I think people who think there is something inherently non-replicable about the way humans do things are in for a nasty shock.

Even through the recent LLM development there has been papers released about how some formal logical principles seem to weirdly pop out of the mechanics of language itself. As in, our brains logically assessing a situation show little difference to these AI prediction engines which are just coming up with the most likely next word in a chain of reasoning. My hunch is that we are not as special as we think we are.
 
Does it matter?

This question has made me realise I really don’t give a toss about the long term (200+ years in the future) prospects of humanity.

I care about the world around me and the people in it today. I care about my children and their children and probably their children too, but I don’t think I can bring myself to care about 20 generations into the future any more than I care about relatives 20 generations back dying of bubonic plague etc.


Obviously I’d like for us to avoid this if possible and not embark on a deliberate attempt to end the species, I think we have a moral responsibility to look after the planet we’re on and not dig a hole for the future generations but god knows much of the planet would be much better off without us.

No one grieves for the Neanderthal. We are just another link in the evolutionary chain, eventually we will be replaced like all species before us.
 
Does it matter?

This question has made me realise I really don’t give a toss about the long term (200+ years in the future) prospects of humanity.
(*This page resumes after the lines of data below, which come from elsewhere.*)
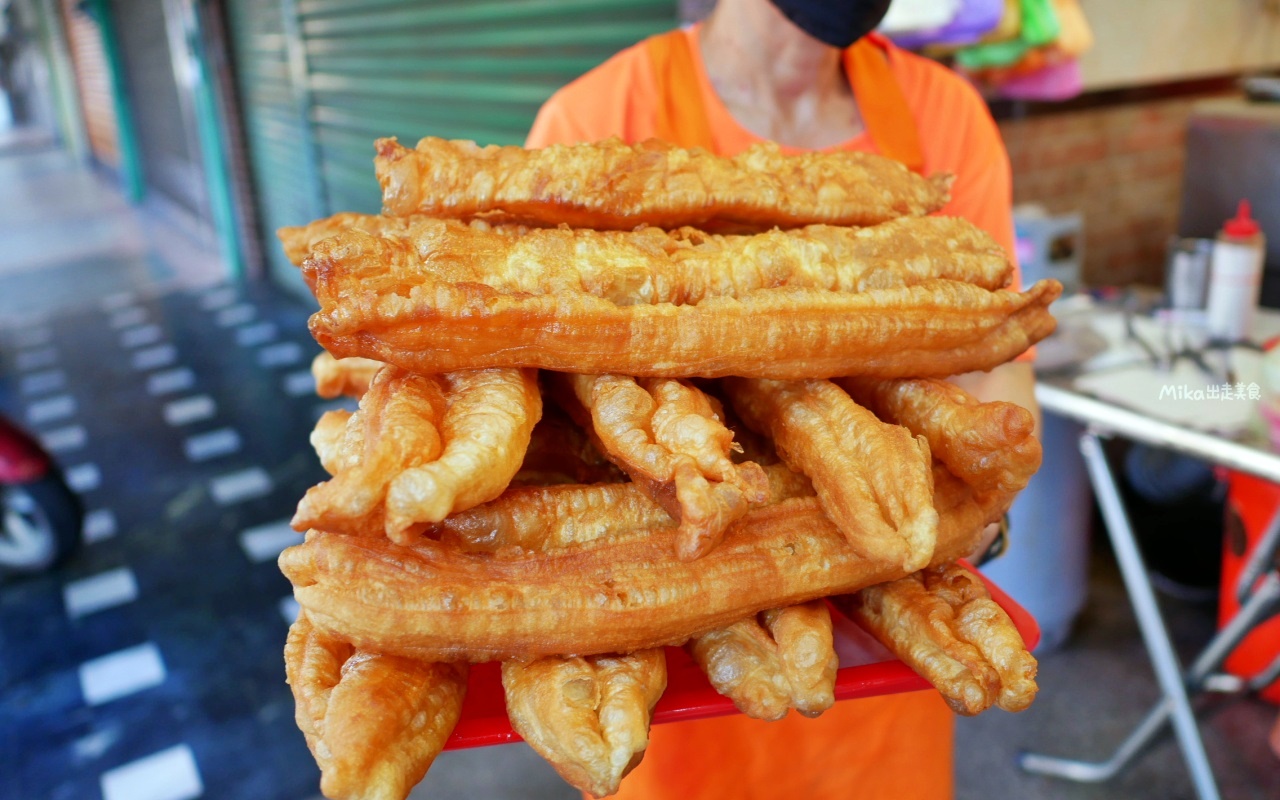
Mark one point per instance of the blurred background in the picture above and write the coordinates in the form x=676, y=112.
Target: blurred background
x=154, y=346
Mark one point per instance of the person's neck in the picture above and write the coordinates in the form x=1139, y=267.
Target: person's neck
x=776, y=80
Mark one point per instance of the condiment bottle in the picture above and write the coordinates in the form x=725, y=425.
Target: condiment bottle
x=1235, y=277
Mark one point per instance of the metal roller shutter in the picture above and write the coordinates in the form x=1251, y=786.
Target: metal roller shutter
x=323, y=78
x=94, y=83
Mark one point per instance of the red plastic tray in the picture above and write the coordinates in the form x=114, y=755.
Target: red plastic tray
x=865, y=670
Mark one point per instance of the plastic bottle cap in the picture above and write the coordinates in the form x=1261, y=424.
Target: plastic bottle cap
x=1242, y=225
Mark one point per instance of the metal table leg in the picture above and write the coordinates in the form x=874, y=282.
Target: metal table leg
x=1156, y=638
x=1260, y=606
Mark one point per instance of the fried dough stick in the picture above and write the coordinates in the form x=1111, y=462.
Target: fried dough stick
x=343, y=376
x=376, y=301
x=787, y=663
x=874, y=480
x=373, y=722
x=992, y=447
x=565, y=516
x=586, y=716
x=686, y=265
x=613, y=184
x=561, y=452
x=667, y=435
x=421, y=448
x=434, y=602
x=942, y=624
x=767, y=664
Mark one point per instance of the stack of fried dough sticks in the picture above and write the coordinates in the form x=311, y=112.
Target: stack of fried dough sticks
x=616, y=398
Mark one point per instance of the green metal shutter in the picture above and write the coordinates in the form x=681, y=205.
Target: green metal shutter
x=410, y=68
x=286, y=186
x=456, y=69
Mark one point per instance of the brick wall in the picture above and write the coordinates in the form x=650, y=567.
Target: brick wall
x=1121, y=167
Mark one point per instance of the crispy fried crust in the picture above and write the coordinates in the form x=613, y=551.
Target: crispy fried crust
x=668, y=438
x=397, y=428
x=562, y=452
x=588, y=717
x=613, y=184
x=688, y=265
x=992, y=447
x=373, y=722
x=874, y=480
x=376, y=302
x=942, y=624
x=767, y=664
x=565, y=516
x=432, y=600
x=339, y=376
x=420, y=448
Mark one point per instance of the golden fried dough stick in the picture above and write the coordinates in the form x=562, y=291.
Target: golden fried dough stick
x=396, y=428
x=942, y=624
x=874, y=480
x=992, y=447
x=983, y=622
x=378, y=304
x=561, y=452
x=686, y=266
x=613, y=184
x=767, y=664
x=588, y=717
x=373, y=722
x=421, y=448
x=300, y=240
x=667, y=435
x=435, y=602
x=563, y=516
x=339, y=376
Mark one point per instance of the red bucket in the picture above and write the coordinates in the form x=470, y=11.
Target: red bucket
x=1251, y=502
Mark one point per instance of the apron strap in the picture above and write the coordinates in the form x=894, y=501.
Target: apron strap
x=681, y=117
x=883, y=105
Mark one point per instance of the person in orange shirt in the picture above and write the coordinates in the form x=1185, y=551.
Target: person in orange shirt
x=808, y=74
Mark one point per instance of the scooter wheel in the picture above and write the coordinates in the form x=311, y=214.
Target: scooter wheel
x=40, y=524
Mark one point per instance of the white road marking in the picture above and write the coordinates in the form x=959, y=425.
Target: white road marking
x=122, y=673
x=234, y=315
x=127, y=318
x=83, y=478
x=141, y=336
x=255, y=334
x=51, y=408
x=282, y=353
x=298, y=383
x=169, y=775
x=211, y=444
x=240, y=485
x=168, y=382
x=36, y=359
x=99, y=525
x=40, y=383
x=100, y=592
x=265, y=542
x=190, y=410
x=63, y=439
x=154, y=357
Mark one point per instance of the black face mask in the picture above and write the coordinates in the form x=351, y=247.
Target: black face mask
x=835, y=22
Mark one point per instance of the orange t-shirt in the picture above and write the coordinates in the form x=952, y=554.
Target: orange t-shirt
x=878, y=748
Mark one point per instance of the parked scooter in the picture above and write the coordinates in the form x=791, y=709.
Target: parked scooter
x=41, y=516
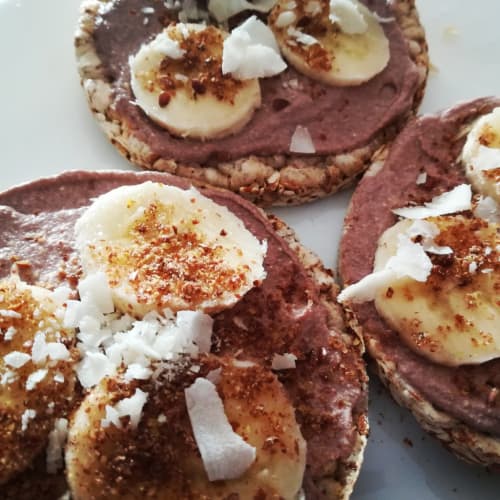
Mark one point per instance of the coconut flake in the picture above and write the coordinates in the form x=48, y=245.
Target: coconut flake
x=93, y=368
x=346, y=14
x=382, y=19
x=456, y=200
x=224, y=9
x=410, y=260
x=16, y=359
x=112, y=417
x=9, y=334
x=301, y=141
x=7, y=313
x=251, y=51
x=313, y=8
x=55, y=448
x=428, y=231
x=35, y=378
x=95, y=290
x=224, y=453
x=487, y=158
x=53, y=350
x=163, y=44
x=283, y=361
x=26, y=417
x=366, y=288
x=487, y=208
x=8, y=377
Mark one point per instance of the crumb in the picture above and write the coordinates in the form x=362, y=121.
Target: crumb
x=408, y=442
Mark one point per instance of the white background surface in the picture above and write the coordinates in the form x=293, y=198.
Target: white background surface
x=45, y=128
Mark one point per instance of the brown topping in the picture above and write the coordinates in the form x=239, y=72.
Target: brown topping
x=318, y=26
x=200, y=66
x=473, y=241
x=170, y=262
x=163, y=99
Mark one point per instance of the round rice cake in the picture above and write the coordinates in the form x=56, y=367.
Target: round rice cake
x=295, y=306
x=456, y=404
x=348, y=125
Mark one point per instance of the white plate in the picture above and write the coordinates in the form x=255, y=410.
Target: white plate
x=45, y=128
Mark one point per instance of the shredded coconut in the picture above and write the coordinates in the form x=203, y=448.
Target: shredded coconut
x=301, y=141
x=224, y=453
x=456, y=200
x=16, y=359
x=35, y=378
x=251, y=51
x=283, y=361
x=26, y=417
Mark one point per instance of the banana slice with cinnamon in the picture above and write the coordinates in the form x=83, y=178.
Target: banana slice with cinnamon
x=162, y=247
x=481, y=155
x=36, y=372
x=453, y=316
x=158, y=447
x=337, y=42
x=178, y=82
I care about the world around me and the people in it today. I care about my children and their children and probably their children too, but I don’t think I can bring myself to care about 20 generations into the future any more than I care about relatives 20 generations back dying of bubonic plague etc.


Obviously I’d like for us to avoid this if possible and not embark on a deliberate attempt to end the species, I think we have a moral responsibility to look after the planet we’re on and not dig a hole for the future generations but god knows much of the planet would be much better off without us.

No one grieves for the Neanderthal. We are just another link in the evolutionary chain, eventually we will be replaced like all species before us.
I didn’t know Martin Keown had died, RIP.